William C. Adamson to Woodrow Wilson
On my return from Senator Bacon’s funeral I find your kind note and one from Mr. Tumulty also.
I think we can report the Sims bill for absolute repeal out of the Committee any time we desire, and I have no doubt that a large majority of the democrats in the House will vote with us, but it is very embarrassing to have the House leaders, chairmen of the leading committees, like Underwood, Fitzgerald, Clayton, Padgett, Burnett, Alexander, and Doremus, Chairman of the Campaign Committee, all of whom worked and voted against it before opposing our programme on the floor of the House now. Mr. Burnett and Mr. Alexander have both talked very favorably to me about the matter, but neither does Judge Alexander or any of the others I have mentioned relish the idea of reversing their old positions, and if they should make a fight on the floor of the House they would make trouble for us and if the Republicans joined with them they might defeat us.
You know we carried a majority of 32 democrats for uniform tolls before, and three–fourths of the republicans voting for the exemption defeated it by 25 majority.
These gentlemen I have named would lie down in case of an emergency, but they have talked right plainly to me about what ought to be done. Some of them have not hesitated to tell me that you are not so insistent on this because you have not come down and read a message. Now the reason you have assigned to Judge Sims for not reading that message fails to convince me as effectively as your utterances usually do because you have already said enough to members and to newspapers to constitute that message if properly phrased and suppress all democratic opposition to your programme. You are such a master of the English language that you can say all that is neecessary to say without commanding exposing any prejudice secrets or concealing the meaning of any material thing that actuates you.
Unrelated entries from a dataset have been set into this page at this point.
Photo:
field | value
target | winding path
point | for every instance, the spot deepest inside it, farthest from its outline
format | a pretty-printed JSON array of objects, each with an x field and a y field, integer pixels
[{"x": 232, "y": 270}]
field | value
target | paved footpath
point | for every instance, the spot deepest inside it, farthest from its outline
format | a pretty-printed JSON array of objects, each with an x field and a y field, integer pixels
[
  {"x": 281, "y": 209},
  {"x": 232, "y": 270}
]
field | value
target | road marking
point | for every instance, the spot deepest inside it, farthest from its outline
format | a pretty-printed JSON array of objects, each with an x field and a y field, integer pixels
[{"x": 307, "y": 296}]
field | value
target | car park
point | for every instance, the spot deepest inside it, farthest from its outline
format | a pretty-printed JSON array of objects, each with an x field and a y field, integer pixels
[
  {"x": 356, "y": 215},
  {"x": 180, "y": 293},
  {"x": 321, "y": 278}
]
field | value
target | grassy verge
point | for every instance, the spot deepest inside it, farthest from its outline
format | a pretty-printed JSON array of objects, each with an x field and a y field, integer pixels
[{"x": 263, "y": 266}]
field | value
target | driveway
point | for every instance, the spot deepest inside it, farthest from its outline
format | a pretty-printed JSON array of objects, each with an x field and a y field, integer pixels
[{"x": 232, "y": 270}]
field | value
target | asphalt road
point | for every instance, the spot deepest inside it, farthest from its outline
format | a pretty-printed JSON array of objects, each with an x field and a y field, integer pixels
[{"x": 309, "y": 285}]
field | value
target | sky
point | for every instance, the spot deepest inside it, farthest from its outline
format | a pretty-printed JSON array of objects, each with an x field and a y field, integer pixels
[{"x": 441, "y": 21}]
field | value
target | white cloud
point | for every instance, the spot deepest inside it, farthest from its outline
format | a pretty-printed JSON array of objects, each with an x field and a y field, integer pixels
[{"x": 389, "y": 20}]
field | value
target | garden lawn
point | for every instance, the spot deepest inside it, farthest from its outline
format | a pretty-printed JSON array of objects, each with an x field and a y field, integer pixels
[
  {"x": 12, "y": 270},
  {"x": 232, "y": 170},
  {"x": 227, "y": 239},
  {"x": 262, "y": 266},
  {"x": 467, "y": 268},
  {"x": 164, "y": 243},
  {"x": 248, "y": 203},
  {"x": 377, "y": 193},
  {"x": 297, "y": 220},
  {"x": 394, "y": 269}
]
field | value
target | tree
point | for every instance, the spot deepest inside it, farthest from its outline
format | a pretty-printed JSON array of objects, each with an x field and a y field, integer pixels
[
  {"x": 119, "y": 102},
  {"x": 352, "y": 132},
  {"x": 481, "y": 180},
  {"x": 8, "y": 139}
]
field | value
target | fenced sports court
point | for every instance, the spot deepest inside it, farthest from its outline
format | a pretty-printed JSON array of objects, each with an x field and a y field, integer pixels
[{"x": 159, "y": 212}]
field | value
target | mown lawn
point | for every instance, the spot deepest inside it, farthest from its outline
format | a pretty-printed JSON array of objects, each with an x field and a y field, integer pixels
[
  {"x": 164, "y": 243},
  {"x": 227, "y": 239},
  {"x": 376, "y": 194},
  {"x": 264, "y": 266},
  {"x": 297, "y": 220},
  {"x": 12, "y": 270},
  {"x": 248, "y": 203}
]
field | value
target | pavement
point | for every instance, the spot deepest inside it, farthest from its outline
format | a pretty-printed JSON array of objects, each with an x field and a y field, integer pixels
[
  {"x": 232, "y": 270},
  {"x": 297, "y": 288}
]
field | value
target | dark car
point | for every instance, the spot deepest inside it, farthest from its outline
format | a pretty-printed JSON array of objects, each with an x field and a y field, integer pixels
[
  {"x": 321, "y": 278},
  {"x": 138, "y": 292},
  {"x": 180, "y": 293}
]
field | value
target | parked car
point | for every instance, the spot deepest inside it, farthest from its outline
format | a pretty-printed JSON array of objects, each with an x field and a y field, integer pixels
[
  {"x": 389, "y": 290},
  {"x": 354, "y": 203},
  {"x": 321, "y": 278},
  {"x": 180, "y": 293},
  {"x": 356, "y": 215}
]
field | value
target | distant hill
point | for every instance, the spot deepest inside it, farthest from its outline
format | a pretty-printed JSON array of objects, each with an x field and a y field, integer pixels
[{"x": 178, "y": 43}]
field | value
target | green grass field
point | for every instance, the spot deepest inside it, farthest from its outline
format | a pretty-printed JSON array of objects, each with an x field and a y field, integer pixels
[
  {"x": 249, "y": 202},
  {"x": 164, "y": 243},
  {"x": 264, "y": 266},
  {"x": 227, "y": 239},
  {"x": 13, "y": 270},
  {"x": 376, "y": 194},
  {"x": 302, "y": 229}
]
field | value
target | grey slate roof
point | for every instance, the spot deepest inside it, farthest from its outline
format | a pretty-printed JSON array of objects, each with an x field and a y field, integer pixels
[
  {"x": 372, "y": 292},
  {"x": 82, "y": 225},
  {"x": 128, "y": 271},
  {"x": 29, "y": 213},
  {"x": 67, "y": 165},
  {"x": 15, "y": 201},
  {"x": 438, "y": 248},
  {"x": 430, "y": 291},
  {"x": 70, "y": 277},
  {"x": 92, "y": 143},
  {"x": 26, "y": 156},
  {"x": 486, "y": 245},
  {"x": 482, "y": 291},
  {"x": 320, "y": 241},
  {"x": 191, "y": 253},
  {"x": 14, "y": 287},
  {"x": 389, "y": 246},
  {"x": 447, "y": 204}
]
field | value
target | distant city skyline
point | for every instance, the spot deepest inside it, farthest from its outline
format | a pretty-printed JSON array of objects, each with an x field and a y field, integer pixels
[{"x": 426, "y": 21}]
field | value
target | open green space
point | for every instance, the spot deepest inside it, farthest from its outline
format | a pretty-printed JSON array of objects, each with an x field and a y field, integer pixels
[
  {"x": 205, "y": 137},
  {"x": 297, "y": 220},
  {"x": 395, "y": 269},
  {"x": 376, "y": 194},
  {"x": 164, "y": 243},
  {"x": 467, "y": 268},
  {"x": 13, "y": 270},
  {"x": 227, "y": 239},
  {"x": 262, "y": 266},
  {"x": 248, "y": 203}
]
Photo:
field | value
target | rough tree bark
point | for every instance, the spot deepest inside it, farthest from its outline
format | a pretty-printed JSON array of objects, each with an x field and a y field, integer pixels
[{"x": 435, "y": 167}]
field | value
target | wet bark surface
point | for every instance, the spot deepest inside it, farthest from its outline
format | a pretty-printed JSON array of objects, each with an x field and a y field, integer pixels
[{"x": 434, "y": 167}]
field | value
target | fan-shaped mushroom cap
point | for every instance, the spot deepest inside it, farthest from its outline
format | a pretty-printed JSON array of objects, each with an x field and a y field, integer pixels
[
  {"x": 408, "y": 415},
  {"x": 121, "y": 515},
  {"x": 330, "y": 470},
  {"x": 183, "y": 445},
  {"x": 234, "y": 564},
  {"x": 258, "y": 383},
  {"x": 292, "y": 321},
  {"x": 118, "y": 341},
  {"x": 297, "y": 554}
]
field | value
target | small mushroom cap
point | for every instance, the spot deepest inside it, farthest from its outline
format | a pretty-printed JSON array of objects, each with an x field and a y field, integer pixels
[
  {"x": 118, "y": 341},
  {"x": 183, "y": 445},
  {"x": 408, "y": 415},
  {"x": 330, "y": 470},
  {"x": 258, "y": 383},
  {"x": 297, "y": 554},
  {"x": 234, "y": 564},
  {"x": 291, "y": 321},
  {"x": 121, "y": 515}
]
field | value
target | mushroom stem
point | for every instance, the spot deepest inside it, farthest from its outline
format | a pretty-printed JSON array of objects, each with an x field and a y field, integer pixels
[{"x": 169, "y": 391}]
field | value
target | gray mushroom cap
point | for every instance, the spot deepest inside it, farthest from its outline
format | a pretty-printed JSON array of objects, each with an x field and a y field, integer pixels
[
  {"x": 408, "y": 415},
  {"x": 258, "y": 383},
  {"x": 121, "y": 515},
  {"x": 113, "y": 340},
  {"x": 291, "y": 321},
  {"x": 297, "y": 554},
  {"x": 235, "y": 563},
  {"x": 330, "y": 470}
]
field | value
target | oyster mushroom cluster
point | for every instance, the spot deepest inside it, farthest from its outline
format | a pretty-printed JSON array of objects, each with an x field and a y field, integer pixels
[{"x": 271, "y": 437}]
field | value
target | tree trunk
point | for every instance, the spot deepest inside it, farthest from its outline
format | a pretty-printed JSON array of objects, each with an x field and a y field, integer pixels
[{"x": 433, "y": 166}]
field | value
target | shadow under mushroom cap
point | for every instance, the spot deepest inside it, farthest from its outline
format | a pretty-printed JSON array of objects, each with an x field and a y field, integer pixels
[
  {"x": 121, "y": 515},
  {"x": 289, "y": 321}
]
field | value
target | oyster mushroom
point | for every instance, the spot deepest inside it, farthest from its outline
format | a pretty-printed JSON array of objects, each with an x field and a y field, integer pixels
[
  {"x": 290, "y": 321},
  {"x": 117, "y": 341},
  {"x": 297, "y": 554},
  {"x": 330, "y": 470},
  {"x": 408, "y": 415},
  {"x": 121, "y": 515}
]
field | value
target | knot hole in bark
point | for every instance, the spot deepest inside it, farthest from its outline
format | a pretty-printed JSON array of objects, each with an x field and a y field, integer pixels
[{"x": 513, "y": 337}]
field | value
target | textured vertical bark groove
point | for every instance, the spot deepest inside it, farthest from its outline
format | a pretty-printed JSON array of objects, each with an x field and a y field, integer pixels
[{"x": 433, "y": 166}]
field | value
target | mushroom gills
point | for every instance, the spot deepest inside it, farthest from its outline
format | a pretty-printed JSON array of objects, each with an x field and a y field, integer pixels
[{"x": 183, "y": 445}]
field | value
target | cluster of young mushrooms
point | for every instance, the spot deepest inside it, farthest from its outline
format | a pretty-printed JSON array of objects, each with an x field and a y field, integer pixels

You will make it much easier for your friends who raeeally want to oblige you while committed to the other side if you will come down here and read that message. Others of them say, and many of them who are willing to reverse their position in deference to your judgment on the international situation, that the Senate deals with diplomatic matters and if it is necessary for that reason to reverse their position they think the Senate ought to act first. Therefore I have suggested to Senator Smith of Georgia that he relabel and introduce the Sims bill in the Senate and pass it and send it over here at once. The only trouble about that is if the Senate takes the talking disease to which it is so liable it may be several months before it comes over. Coming down and reading your message would facilitate and expedite the progress in the Senate.
Some of these gentlemen habve suggested that they would be bound by caucus action if the caucus would meet and act, but I am averse to that if we can possible avoid it. Some of our staunchest and best supporters are republicans. Our committee has never been partisan. The republican members of the committee respect you and many of them wish to carry out your desires. Therefore I am compelled to insist that you prepare a message and come down and deliver it and the our task will be easy.
You know I fought this fight through once and lost it. I am ready to fight it through again, but I have relied on your getting squarly behind me and unless you give me the same actual support that you have given the other measures we will not be so well equipped for the fight.